Yes, there is. It's done via the <data-source> element, which you can put in web.xml, ejb-jar.xml and application.xml. If you don't like XML, you can also use an annotation for this instead: #DataSourceDefinition
Example of a web.xml entry
<data-source>
<name>java:app/myDS</name>
<class-name>org.postgresql.xa.PGXADataSource</class-name>
<server-name>pg.myserver.com</server-name>
<database-name>my_db</database-name>
<user>foo</user>
<password>bla</password>
<transactional>true</transactional>
<isolation-level>TRANSACTION_READ_COMMITTED</isolation-level>
<initial-pool-size>2</initial-pool-size>
<max-pool-size>10</max-pool-size>
<min-pool-size>5</min-pool-size>
<max-statements>0</max-statements>
</data-source>
Further reading:
Introducing the DataSourceDefinition Annotation
The state of #DataSourceDefinition in Java EE
Example application use standard data source
p.s. I'm surprised all other answers say this doesn't exist, while it clearly does, even at the time this question was originally asked.
Is there a standard way to define a JDBC datasource and deploy it ?
No, this is container specific. As Application Component Provider, you're supposed to document the resources you need and the Application deployer and Administrator will configure them.
If there is no standard way, will other containers at least accept the JBoss way?
No, because this is the JBoss way and thus JBoss specific.
With Tomcat, you would have to use the context.xml file.
With Jetty, jetty-env.xml.
With WebSphere, you can create a so called WebSphere Enhanced EAR.
With WebLogic, you can package a JDBC Module in your application.
With GlassFish, you can use the command asadmin add-resources my.xml to add a datasource described in a XML file (example here).
Etc, etc.
Note that there are some projects trying to achieve this goal in a universal way like jndi-resources or Cargo. There are also more complex solution like ControlTier or Chef.
Now, in your case (as I understood you want to use an embedded database that will be bundled with your application), I don't think you should configure a datasource at the application server level. You should just package the jar of your database in your application with a standalone connection pool like c3p0 or DBCP.
Sun's Java EE philosophy defines several roles in the design, development and deployment of an enterprise application. Java EE design accommodates and reflects these separations of concerns.
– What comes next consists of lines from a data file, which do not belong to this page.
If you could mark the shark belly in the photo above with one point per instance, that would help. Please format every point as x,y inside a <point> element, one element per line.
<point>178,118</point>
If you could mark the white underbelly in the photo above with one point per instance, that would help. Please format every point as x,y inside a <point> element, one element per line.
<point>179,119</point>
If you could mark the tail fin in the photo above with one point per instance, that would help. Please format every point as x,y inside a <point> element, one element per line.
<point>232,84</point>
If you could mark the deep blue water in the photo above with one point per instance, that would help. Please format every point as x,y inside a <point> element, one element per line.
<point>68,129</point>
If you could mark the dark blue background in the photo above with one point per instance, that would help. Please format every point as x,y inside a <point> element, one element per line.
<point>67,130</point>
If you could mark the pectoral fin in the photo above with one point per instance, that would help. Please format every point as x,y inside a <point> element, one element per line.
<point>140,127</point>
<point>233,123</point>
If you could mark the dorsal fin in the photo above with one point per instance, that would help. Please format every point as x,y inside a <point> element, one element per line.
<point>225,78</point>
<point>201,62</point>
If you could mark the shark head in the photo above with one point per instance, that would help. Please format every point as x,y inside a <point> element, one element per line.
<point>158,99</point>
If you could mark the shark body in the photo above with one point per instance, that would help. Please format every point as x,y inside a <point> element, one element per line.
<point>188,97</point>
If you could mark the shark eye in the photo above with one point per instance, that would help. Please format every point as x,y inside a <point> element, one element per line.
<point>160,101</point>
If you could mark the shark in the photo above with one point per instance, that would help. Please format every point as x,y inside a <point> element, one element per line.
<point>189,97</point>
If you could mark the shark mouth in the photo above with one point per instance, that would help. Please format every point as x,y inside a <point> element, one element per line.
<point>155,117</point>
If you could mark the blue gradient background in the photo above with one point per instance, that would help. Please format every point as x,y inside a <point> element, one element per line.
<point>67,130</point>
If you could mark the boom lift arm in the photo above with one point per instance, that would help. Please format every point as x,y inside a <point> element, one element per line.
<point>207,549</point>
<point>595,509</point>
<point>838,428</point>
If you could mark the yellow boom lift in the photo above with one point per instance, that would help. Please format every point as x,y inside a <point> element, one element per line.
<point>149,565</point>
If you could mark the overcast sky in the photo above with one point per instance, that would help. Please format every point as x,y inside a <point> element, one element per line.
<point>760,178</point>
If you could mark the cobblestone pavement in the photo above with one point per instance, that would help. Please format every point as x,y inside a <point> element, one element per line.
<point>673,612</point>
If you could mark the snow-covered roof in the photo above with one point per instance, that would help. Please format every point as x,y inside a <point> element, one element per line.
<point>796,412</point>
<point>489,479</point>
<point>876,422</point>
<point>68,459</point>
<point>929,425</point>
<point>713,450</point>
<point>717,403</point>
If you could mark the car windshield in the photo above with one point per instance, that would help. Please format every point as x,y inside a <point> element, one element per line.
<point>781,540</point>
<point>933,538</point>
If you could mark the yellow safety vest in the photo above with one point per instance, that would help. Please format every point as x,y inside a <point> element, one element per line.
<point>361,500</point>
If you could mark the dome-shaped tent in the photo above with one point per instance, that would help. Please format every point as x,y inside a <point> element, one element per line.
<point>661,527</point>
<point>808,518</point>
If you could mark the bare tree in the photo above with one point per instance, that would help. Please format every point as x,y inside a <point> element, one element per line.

In particular Sun wants to separate the developer from the administrator of an application, which is a good idea. The developer writes enterprise components in a container-agnostic way. In web.xml, for example, you do declare your DataSources in a standard way:
<resource-ref>
<res-ref-name>jdbc/myDB</res-ref-name>
<res-type>javax.sql.DataSource</res-type>
<res-auth>Container</res-auth>
</resource-ref>
This says "this database thing the application needs, make it available to me, whatever database is and whatever container you're running it in, via standard JNDI at 'jdbc/myDB' ". This is as much as the developer can do -- the rest is necessarily container specific and therefore not standardized.
And then how "myDB" is actually configured is up to a different role, the administrator of the container.
So I'm repeating the correct answer above: no. But the reason is, otherwise, you'd be coding your app to a specific type of database on a specific host and port, and the point is that you shouldn't be able to do that, so there's no standard support for that on purpose.